The first task would be to define and amplify the meaning of transgressive. It is imperative that in this unit all students are able to identify the transgressive speech in the scene. As in Sesame Street, there is the word of the day; and it is, you guessed it,
. This may actually be the easy part of this curriculum for your students. As they begin to understand the idea of transgressive behavior the light bulb should begin to click on and they will be able to comprehend so much more. I would suggest setting up a few scenarios as practice examples so that the class is all on the same page.
Michael told his teacher he had a huge surprise in his pocket, something he could definitely get in trouble for by showing a teacher. Even his mother told him that it was his personal business and that’s for him and only him, not to be taken out and shown to anyone especially at school. He told his teacher it’s something that makes him very happy, and that he likes to play a game with it. Michael’s teacher was shocked and appalled. She was stunned at what she just heard but knew that what she heard warranted a trip to the principal’s office. Once Michael arrived at the principal’s office, Michael’s teacher told him to tell the principal what he was describing in his pocket. A very nervous Michael blurted out, “I wasn’t going to take my phone out, I swear. I was just telling my teacher how I like to play games on it. How is that wrong?” The confused teacher stared back at the principal who did not quite understand the visit. Michael’s teacher quietly mumbled, “I thought he was talking about something else.”

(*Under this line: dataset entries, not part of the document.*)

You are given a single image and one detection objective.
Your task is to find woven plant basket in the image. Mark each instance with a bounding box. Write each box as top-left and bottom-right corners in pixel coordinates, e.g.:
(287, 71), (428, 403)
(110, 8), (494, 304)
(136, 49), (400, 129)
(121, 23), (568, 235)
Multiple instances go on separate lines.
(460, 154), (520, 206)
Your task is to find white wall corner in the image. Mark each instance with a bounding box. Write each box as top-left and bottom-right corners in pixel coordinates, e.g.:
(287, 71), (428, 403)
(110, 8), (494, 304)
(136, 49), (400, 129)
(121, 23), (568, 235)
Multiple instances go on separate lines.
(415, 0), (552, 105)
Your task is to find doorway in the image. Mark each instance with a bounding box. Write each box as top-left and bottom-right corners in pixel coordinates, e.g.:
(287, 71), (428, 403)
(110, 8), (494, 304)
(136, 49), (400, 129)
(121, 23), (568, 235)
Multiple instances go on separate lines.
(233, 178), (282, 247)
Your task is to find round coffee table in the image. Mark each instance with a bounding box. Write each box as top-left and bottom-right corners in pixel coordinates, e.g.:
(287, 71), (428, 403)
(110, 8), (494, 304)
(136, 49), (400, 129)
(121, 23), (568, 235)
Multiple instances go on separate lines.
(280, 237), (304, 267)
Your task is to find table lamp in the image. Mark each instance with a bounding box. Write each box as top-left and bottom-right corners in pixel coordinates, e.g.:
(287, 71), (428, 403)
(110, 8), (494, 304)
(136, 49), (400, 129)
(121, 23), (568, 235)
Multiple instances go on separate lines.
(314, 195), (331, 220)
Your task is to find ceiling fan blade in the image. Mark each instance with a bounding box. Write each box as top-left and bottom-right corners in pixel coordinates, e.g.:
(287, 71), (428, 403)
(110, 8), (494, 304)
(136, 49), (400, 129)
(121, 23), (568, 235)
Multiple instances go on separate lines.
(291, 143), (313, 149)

“Jumping to conclusions,” right or wrong, does not seem to be the same thing as transgressive verbal or corporal action. What about Michael telling the teacher that he knows he should keep what’s in his pocket to himself and would do so “unless someone started a fight and I need to take it out to get a better shot.” Michael might mean “to take a picture in focus” while the teacher assumed Michael had a gun. Crucial to a discussion of transgressive speech is consideration of whether the transgressive meaning was intended or only belatedly understood.
In a photography class “to get a better shot” might be immediately understood to refer to camera work, while in home room Michael’s phrase might be transgressive talk (intended or not); pulling Michael’s hands back and reaching into his pockets is decidedly transgressive
The transgressive speech in this situation involves Michael describing something inappropriate in school and others jumping to conclusions. You can use this example or something similar but it shows something that many of us do on a daily basis. We tend to get that foot of ours stuck in our mouths and then have to hop around on one foot trying to get it out.
Your students should come up with a few examples from their everyday lives to connect to transgressive speech. Allowing them the opportunity to share their own experiences makes the lesson more personal and will allow them to be open to hearing more about the behaviors Shakespeare has written for us. The more personal connections we find, the easier it is for us to take down the wall between Shakespeare and us.